Teacher recruitment and retention crisis shows no signs of abating, new report reveals

Press Release

Wednesday 20 March 2024

NFER’s new Teacher Labour Market in England Annual Report 2024, funded by the Nuffield Foundation, reveals that both recruitment and retention issues are persisting - the latter made worse by increased teacher workload pressures since the pandemic.  

Workload challenges growing as a result of behaviour and pastoral support pressures

Data from both the Labour Force Survey (LFS) and Government’s Working Lives of Teachers and Leaders (WLTL) survey shows that teachers’ working hours significantly increased in 2022/23 compared to the previous year.  

Despite workload reduction being a policy priority for Government, NFER’s report finds that rising teacher working hours mean that the Government may face a challenge in meeting its workload reduction target. Teachers continue to work longer hours than similar graduates in other jobs during a typical working week. 

This is particularly worrying as workload is the main reason why teachers leave the profession, and the WLTL survey data also suggests that the number of teachers who are considering leaving increased by 44 per cent in 2022/23 compared to the previous year. 

According to NFER’s research, teachers now say pupil behaviour is driving higher workload and that behaviour management and pastoral care should be key priority areas for workload reduction. More support from outside agencies for specific pupil needs such as special educational needs and disability (SEND) support, mental health and safeguarding are seen by teachers as key to further workload reduction.  

The study recommends that the Government should set up an independent review focusing on how to reduce teachers’ workload related to behaviour management and pastoral care, which should also consider the role of external support services. 

Teacher pay levels and affordability still a persistent issue 

The research also finds that teachers’ pay has grown more slowly than pay in the rest of the labour market since 2010/11, making the profession less competitive.

The report outlines how it is unlikely that last year’s pay award has significantly improved the competitiveness of pay, particularly for experienced teachers* which, in 2023/24 was 12 per cent lower, in real terms, than in 2010/11. This was 15 percentage points lower than average UK earnings growth over the same period, a wider gap than in 2018/19, just before the pandemic.  

Recruitment showing an improvement this year but still likely to fall short of targets

Addressing pay and workload are key to supporting teacher recruitment and retention and should be a focus for political parties in the run up to the next general election and for the next parliament.

The report finds that while teacher recruitment is on track to be better this year than last year due to bursary increases and new initiatives to attract international applicants, it is still likely to be far below target.  

NFER’s ITT recruitment forecast, based on applications made up to February 2024, suggests that 10 out of 17 secondary subjects are likely to under-recruit in 2024/25.

Overall secondary recruitment is forecast to be around 61 per cent of target – an improvement compared to 2023/24. Primary recruitment, however, which is usually at or above its target each year, is forecast to reach only 83 per cent of target next year. 

Jack Worth, School Workforce Lead at the NFER and co-author of the report said: 

“Teacher supply is in a critical state that risks the quality of education that children and young people receive.

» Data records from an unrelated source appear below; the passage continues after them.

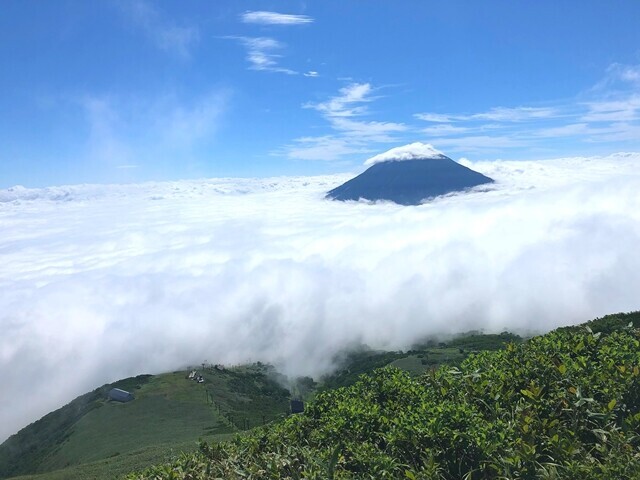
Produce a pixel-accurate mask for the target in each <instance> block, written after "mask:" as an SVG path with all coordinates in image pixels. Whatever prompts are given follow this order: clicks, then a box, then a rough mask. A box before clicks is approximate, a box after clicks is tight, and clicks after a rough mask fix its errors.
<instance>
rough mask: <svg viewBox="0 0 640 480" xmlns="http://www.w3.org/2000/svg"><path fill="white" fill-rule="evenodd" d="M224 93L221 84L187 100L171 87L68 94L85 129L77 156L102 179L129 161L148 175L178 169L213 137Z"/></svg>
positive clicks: (162, 173)
mask: <svg viewBox="0 0 640 480" xmlns="http://www.w3.org/2000/svg"><path fill="white" fill-rule="evenodd" d="M230 96H231V93H230V92H229V91H227V90H211V91H208V92H205V93H203V94H200V95H195V96H194V97H193V98H190V99H188V100H187V99H185V98H184V97H182V96H180V95H177V94H175V93H173V92H166V93H164V94H162V95H155V96H150V97H141V96H138V97H136V98H134V99H132V98H128V97H124V96H122V95H106V94H104V95H95V94H94V95H84V96H82V97H79V98H77V99H74V102H73V103H74V105H75V106H76V107H79V108H80V111H81V112H82V114H83V117H84V121H85V125H86V130H87V134H86V137H85V138H84V142H79V143H83V146H82V149H81V151H79V152H78V153H77V157H78V158H77V161H80V162H82V164H83V165H82V167H83V168H87V169H90V170H91V172H92V173H91V174H92V175H94V177H97V178H104V179H112V178H114V173H113V172H114V169H119V170H131V167H130V166H131V165H135V166H136V167H137V168H136V171H142V174H146V175H148V176H152V177H157V176H160V177H162V176H163V174H164V173H165V172H166V171H180V170H181V169H182V168H184V167H185V166H186V165H188V164H189V163H191V162H196V161H197V158H198V157H199V154H198V152H200V150H202V149H204V148H206V147H207V146H210V145H211V143H212V142H215V138H216V135H215V134H216V132H217V130H218V127H219V125H220V122H221V118H222V116H223V114H224V112H225V110H226V107H227V104H228V99H229V97H230ZM178 159H179V160H178ZM178 162H179V163H180V165H181V166H179V167H176V165H178ZM183 172H184V170H183ZM183 174H184V173H183ZM115 178H118V179H119V177H118V176H117V175H116V176H115ZM94 181H95V180H94Z"/></svg>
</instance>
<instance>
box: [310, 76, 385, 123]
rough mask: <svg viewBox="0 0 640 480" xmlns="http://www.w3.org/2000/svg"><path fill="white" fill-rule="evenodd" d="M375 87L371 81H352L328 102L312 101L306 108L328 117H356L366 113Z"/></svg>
mask: <svg viewBox="0 0 640 480" xmlns="http://www.w3.org/2000/svg"><path fill="white" fill-rule="evenodd" d="M372 92H373V88H372V87H371V84H369V83H352V84H350V85H347V86H346V87H342V88H341V89H340V91H339V95H337V96H335V97H332V98H330V99H329V100H327V101H326V102H321V103H316V104H313V103H310V104H307V105H305V107H306V108H313V109H315V110H318V111H319V112H320V113H322V114H323V115H325V116H326V117H328V118H335V117H354V116H357V115H363V114H364V113H366V106H365V105H362V104H366V103H368V102H371V101H373V100H374V98H373V97H371V93H372Z"/></svg>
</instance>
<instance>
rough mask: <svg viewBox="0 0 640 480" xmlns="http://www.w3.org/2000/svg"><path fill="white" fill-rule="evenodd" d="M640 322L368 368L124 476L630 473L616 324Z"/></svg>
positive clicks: (195, 478) (606, 475)
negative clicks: (232, 439) (354, 380)
mask: <svg viewBox="0 0 640 480" xmlns="http://www.w3.org/2000/svg"><path fill="white" fill-rule="evenodd" d="M614 320H615V321H614ZM638 320H640V313H634V314H631V315H624V316H621V317H619V318H617V319H615V318H612V317H605V318H604V319H599V320H596V321H593V322H590V325H589V326H590V328H591V330H588V329H586V328H584V326H583V327H581V328H577V327H574V328H570V329H559V330H557V331H554V332H552V333H549V334H547V335H543V336H540V337H534V338H533V339H531V340H529V341H527V342H526V343H523V344H521V345H515V344H510V345H508V346H507V348H506V349H502V350H498V351H493V352H488V351H485V352H482V353H480V354H478V355H472V356H470V357H469V358H468V359H466V360H465V361H464V362H463V363H462V364H461V366H460V368H459V369H457V368H450V367H445V368H440V369H437V370H434V371H432V372H430V373H429V374H427V375H424V376H422V377H420V378H412V377H411V376H409V375H408V374H406V373H403V372H401V371H400V370H397V369H393V368H385V369H380V370H376V371H375V372H373V373H372V374H369V375H364V376H362V377H361V378H360V380H359V381H358V382H356V383H355V384H354V385H352V386H349V387H345V388H339V389H336V390H331V391H326V392H323V393H320V394H319V395H318V396H317V397H316V399H315V401H314V402H312V403H311V404H310V405H308V408H307V409H306V411H305V413H304V414H303V415H296V416H293V417H290V418H288V419H287V420H286V421H285V422H281V423H278V424H274V425H270V426H269V427H267V428H263V429H258V430H256V431H254V432H251V433H249V434H247V435H246V436H244V437H243V438H238V439H234V440H232V441H231V442H228V443H223V444H216V445H211V446H207V445H203V446H202V448H201V450H200V452H199V453H196V454H194V455H191V456H188V457H185V458H184V459H181V460H179V461H177V462H175V463H174V464H173V465H171V466H167V465H165V466H159V467H156V468H153V469H150V470H149V471H147V472H145V473H143V474H139V475H132V476H130V477H129V478H130V479H132V480H147V479H153V480H161V479H172V480H179V479H185V480H186V479H189V480H199V479H202V480H205V479H210V478H225V479H234V478H238V479H239V478H254V479H271V478H278V479H283V478H288V479H296V478H317V479H320V478H376V479H377V478H390V479H391V478H410V479H411V478H413V479H417V478H421V479H427V478H428V479H443V480H453V479H460V478H467V479H474V480H476V479H477V480H480V479H487V478H522V479H531V480H533V479H536V478H580V479H584V480H596V479H597V480H600V479H603V478H607V479H609V478H611V479H613V478H640V436H639V435H640V330H638V329H634V328H626V325H627V324H628V323H633V324H634V325H637V324H638ZM609 327H611V328H609ZM597 331H601V332H603V333H602V334H600V333H594V332H597Z"/></svg>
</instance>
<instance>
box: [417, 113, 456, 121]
mask: <svg viewBox="0 0 640 480" xmlns="http://www.w3.org/2000/svg"><path fill="white" fill-rule="evenodd" d="M414 117H416V118H417V119H419V120H424V121H425V122H433V123H450V122H453V121H454V120H455V116H454V117H452V116H450V115H443V114H440V113H416V114H414Z"/></svg>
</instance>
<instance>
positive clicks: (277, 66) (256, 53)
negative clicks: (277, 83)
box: [224, 36, 298, 75]
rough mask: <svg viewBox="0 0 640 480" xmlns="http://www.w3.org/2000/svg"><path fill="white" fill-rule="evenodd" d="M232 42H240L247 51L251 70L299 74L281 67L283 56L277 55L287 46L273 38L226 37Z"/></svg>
mask: <svg viewBox="0 0 640 480" xmlns="http://www.w3.org/2000/svg"><path fill="white" fill-rule="evenodd" d="M224 38H228V39H231V40H237V41H239V42H240V43H241V44H242V45H243V46H244V47H245V48H246V50H247V57H246V59H247V62H249V69H250V70H260V71H266V72H277V73H286V74H287V75H297V74H298V72H296V71H295V70H291V69H290V68H285V67H281V66H280V65H279V64H278V61H279V59H280V58H282V55H280V54H279V53H276V52H278V51H280V50H282V49H283V48H285V46H286V45H285V44H284V43H282V42H280V41H278V40H276V39H275V38H271V37H243V36H228V37H224Z"/></svg>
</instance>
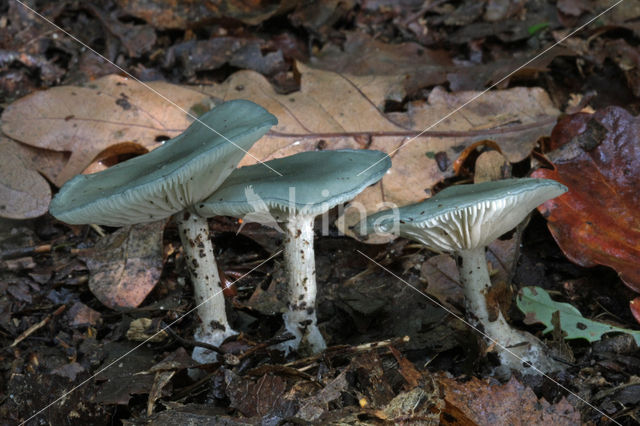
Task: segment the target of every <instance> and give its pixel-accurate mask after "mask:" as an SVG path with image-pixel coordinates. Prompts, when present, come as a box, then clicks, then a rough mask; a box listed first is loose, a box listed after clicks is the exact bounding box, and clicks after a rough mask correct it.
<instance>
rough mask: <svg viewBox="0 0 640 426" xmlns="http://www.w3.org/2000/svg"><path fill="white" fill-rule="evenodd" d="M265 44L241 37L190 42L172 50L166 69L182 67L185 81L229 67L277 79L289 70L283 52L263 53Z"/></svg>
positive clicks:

We urge the current Government to take action to improve teacher recruitment and retention, and the political parties to develop long-term plans for after the election. 

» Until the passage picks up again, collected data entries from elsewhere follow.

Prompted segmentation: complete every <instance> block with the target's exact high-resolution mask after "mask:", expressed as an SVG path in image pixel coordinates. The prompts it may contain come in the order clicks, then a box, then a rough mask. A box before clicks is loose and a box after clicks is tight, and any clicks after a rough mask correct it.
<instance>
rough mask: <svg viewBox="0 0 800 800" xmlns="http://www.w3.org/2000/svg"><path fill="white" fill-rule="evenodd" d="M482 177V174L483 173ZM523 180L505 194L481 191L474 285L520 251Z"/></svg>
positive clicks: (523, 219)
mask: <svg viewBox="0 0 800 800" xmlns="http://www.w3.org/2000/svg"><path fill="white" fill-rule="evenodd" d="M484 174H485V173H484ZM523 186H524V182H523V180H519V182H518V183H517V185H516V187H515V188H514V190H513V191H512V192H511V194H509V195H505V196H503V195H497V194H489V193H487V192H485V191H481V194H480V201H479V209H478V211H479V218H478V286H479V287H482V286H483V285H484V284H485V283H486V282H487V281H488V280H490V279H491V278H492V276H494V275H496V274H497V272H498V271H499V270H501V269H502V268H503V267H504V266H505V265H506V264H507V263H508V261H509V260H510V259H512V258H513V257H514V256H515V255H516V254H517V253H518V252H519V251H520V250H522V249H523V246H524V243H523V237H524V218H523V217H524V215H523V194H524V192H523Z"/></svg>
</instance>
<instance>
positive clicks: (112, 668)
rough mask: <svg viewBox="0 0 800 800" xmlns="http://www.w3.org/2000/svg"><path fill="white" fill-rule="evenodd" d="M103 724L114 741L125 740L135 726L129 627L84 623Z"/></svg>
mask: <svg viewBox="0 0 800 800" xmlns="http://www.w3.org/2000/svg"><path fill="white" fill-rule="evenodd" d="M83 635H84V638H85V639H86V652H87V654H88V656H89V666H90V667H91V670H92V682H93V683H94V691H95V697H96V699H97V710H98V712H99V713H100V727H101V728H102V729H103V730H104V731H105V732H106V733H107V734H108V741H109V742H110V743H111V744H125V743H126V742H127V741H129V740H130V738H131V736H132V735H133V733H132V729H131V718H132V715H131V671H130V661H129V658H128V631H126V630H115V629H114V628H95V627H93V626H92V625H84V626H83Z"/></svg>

“The 2024 teacher pay award should exceed 3.1 per cent – the latest forecast of the rise in average earnings next year – to narrow the gap between teacher pay and the wider labour market and improve recruitment and retention. This needs to be accompanied by a long-term strategy to improve the competitiveness of teacher pay while crucially ensuring schools have the funds to pay for it.  

“Meanwhile workload, a key driver of retention, is rising just as the Government is aiming to reduce working hours.  

“Overall, these trends affirm that ambitious, radical and cost-effective policy options to address teacher recruitment and retention are urgently needed.” 

The research further recommends that political parties should introduce a Frontline Workers Pay Premium to compensate public sector workers for the lack of remote and hybrid working opportunities in their jobs, compared to the wider labour market. To compensate for this inflexibility the report estimates that teacher pay would have to rise by 1.8 per cent. 

Dr Emily Tanner, Programme Head at the Nuffield Foundation said:  

“NFER's expert and independent analysis of the teacher labour market is an invaluable resource for policymakers looking for evidence-based solutions in the face of immense challenges.

“Today's report shows that previous initiatives, such as bursaries, have made some difference but that more fundamental changes are needed for teaching to be an attractive and sustainable profession that reflects its importance in our society." 

Notes to editors

*Experienced teachers are those at the top of the upper pay scale.